Far fewer employers are offering pensions to their employees and that has made IRAs one of the most popular types of accounts among investors. However, one of the most common long-term investment accounts may not be right for everyone. Here are three problems with Roth IRAs that could mean that it makes more sense to use a traditional IRA instead.
1. Income limits
Having too high of an income is a good problem to have, but not if you're hoping to use a Roth IRA to salt away money for retirement.
Unfortunately, Roth IRA's come with income restrictions that limit modified adjusted gross income to $129,000 for single tax filers and $191,000 for married couples. Additionally, investors should know that the amount of money that can be contributed to a Roth IRA begins to phase out for single filers earning more than $114,000 and married couples earning more than $181,000.
Regardless, if your income is above the maximum allowed, you'll be unable to contribute to a Roth IRA. However, investors need not despair. Traditional IRAs do not have income limitations, so as long as you have reportable income and are less than 70.5 years old, you can still contribute to one.
2. Mortality risk
Roth IRA's tax investor's money upfront when it's contributed, but they don't tax withdrawals. That's the opposite of traditional IRAs, which give investors a tax break at the time of their contribution, but do tax withdrawals.
The idea of tax-free withdrawals in your golden years is compelling, but many investors may pass away prior to capturing a Roth IRA's full tax benefit. According to the CDC, roughly 22% of people will pass away prior to age 70 and 11% will pass away prior to age 60.
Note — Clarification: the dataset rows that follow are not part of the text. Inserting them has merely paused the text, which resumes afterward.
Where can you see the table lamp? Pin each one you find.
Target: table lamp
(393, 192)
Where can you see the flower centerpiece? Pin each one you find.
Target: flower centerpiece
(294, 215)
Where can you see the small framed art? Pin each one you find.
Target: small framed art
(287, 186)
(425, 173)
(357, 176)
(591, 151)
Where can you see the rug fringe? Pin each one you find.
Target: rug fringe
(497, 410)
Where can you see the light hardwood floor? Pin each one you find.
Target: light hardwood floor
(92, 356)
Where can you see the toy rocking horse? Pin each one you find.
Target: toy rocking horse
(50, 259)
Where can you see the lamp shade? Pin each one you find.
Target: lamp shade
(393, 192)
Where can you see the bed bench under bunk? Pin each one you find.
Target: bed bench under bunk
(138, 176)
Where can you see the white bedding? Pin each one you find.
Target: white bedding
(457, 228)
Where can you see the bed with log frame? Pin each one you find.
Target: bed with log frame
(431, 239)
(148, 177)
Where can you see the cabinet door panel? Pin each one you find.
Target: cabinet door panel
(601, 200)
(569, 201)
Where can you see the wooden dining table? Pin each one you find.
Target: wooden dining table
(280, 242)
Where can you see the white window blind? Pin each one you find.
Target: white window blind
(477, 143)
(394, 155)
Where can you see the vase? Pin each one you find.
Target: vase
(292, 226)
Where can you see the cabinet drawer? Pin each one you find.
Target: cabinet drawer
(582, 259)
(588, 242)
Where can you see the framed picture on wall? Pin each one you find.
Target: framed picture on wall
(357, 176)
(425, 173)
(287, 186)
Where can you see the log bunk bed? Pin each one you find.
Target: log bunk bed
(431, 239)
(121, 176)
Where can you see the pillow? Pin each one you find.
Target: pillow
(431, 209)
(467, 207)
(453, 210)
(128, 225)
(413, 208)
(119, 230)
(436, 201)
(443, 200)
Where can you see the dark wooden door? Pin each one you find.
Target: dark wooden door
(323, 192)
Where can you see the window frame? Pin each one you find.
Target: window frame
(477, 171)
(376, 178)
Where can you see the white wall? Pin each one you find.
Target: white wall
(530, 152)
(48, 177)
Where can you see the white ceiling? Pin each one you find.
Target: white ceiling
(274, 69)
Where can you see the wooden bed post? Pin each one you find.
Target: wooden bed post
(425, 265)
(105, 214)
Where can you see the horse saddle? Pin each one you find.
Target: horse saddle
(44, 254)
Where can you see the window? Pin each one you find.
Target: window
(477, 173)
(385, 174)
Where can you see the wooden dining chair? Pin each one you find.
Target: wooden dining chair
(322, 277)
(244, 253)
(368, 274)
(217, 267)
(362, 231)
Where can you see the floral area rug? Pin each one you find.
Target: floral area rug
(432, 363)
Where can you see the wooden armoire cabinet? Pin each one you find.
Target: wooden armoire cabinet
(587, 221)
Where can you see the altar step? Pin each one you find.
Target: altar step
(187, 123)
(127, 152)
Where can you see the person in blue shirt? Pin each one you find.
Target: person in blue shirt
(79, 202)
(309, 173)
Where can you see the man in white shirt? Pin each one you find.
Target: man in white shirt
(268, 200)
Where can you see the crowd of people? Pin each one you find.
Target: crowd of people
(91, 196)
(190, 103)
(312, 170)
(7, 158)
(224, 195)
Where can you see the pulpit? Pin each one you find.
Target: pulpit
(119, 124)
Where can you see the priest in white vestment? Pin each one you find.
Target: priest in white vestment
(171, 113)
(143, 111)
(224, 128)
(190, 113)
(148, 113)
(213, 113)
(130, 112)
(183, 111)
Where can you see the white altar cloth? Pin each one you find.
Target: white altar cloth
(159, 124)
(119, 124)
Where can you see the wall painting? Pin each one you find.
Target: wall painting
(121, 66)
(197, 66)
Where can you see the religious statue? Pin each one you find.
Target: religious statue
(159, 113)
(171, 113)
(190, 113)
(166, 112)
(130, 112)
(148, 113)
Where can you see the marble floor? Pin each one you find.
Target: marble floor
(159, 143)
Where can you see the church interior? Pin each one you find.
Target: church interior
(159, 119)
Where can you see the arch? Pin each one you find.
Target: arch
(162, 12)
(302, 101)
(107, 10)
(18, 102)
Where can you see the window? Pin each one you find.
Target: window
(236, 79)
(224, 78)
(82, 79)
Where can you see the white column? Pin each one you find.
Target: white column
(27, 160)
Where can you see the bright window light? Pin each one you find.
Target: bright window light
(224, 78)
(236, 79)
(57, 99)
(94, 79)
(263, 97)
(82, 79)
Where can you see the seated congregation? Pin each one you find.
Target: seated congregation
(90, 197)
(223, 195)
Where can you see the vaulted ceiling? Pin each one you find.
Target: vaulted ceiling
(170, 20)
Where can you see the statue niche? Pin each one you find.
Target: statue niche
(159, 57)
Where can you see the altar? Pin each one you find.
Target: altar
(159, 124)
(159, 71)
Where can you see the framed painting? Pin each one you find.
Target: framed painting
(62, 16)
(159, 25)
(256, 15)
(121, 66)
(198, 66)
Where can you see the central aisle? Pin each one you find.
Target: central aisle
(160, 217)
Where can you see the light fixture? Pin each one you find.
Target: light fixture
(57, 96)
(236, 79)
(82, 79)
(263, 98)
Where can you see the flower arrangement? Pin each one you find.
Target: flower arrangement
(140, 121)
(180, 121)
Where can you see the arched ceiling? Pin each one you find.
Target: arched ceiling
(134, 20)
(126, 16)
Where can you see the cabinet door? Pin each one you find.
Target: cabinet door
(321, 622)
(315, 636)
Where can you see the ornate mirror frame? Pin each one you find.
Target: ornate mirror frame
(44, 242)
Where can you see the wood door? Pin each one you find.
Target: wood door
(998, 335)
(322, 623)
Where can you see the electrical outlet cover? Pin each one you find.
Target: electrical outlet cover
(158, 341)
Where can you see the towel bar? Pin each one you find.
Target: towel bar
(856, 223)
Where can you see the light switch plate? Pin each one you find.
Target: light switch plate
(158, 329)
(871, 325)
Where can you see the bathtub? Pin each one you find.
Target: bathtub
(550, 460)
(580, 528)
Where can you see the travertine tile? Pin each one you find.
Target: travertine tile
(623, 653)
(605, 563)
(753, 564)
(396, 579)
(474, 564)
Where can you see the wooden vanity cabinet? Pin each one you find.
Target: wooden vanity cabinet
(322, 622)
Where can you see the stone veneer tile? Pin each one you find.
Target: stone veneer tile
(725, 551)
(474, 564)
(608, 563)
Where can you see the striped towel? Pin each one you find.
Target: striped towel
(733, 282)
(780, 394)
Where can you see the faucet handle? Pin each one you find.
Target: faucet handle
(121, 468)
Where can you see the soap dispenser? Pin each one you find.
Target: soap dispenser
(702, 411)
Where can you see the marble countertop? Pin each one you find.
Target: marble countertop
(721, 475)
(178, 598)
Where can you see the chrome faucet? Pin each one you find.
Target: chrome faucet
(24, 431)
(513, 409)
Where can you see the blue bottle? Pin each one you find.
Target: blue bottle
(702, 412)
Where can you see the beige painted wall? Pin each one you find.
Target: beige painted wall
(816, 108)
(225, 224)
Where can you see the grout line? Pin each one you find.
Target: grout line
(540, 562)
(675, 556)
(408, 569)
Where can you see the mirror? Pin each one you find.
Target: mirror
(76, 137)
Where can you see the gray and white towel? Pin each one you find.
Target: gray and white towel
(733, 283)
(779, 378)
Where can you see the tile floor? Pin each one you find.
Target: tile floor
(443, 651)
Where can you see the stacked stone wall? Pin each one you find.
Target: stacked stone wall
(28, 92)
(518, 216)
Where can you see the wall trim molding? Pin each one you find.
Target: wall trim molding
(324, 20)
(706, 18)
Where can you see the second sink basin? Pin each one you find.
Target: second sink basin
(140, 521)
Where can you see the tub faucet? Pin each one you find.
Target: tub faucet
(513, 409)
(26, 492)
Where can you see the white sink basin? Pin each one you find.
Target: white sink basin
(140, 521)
But investors who don't expect to live long enough to draw down their Roth IRA balance may still decide that Roth IRAs are the best option for transferring wealth to heirs. That's because investors aren't required to take withdrawals from Roth IRA's during their lifetimes, and beneficiaries of Roth IRAs don't owe taxes on withdrawals either. However, heirs may owe estate taxes, so consulting with a tax advisor is important. Regardless, investors considering Roth IRAs should view their life expectancy realistically before deciding whether or not it makes sense to capture an IRA's tax benefit sooner or later.
3. Time value of money
The upfront taxation of Roth IRA contributions may also work against investors over the long haul if it means that tax payments reduce the amount of money that taxpayers could otherwise invest.
For example, a person in the 25% tax bracket that contributes $5,000 per year to a Roth IRA would have to pay $1,250 in taxes on those contributions upfront. If that $1,250 annual tax payment was put to work in an investment with a hypothetical 6.5% annual return for 20 years instead, it could mean an additional $53,933.09 in account value.
However, investors should remember that traditional IRA contributions offer a tax deduction, not a tax credit, so it won't be a one-to-one dollar comparison between the potential tax savings offered by a traditional IRA and the tax payments required by a Roth IRA. Investors should also know that the tax deductibility for investing in a traditional IRA phases out as income increases, so high income earners won't qualify for the deduction.
Regardless, if an investor's income is below those levels, then a traditional IRA contribution could also have the benefit of pushing a taxpayer into a lower tax bracket, or below levels that would allow a taxpayer to qualify for additional tax deductions or tax credits, such as the child tax credit, which could free up even more money to invest for the long run.
Lots to consider
Deciding between a traditional IRA and a Roth IRA is difficult and it's likely that what works best for one investor may not work best for another. In addition to considering these Roth IRA drawbacks, investors also need to consider whether or not they're likely to be in a higher or lower income tax bracket during retirement. If a higher income tax bracket is expected, then a Roth IRA's tax free withdrawals and potential benefits to heirs may be more valuable. However, if a lower income tax bracket is likely in retirement, then a traditional IRA may be best.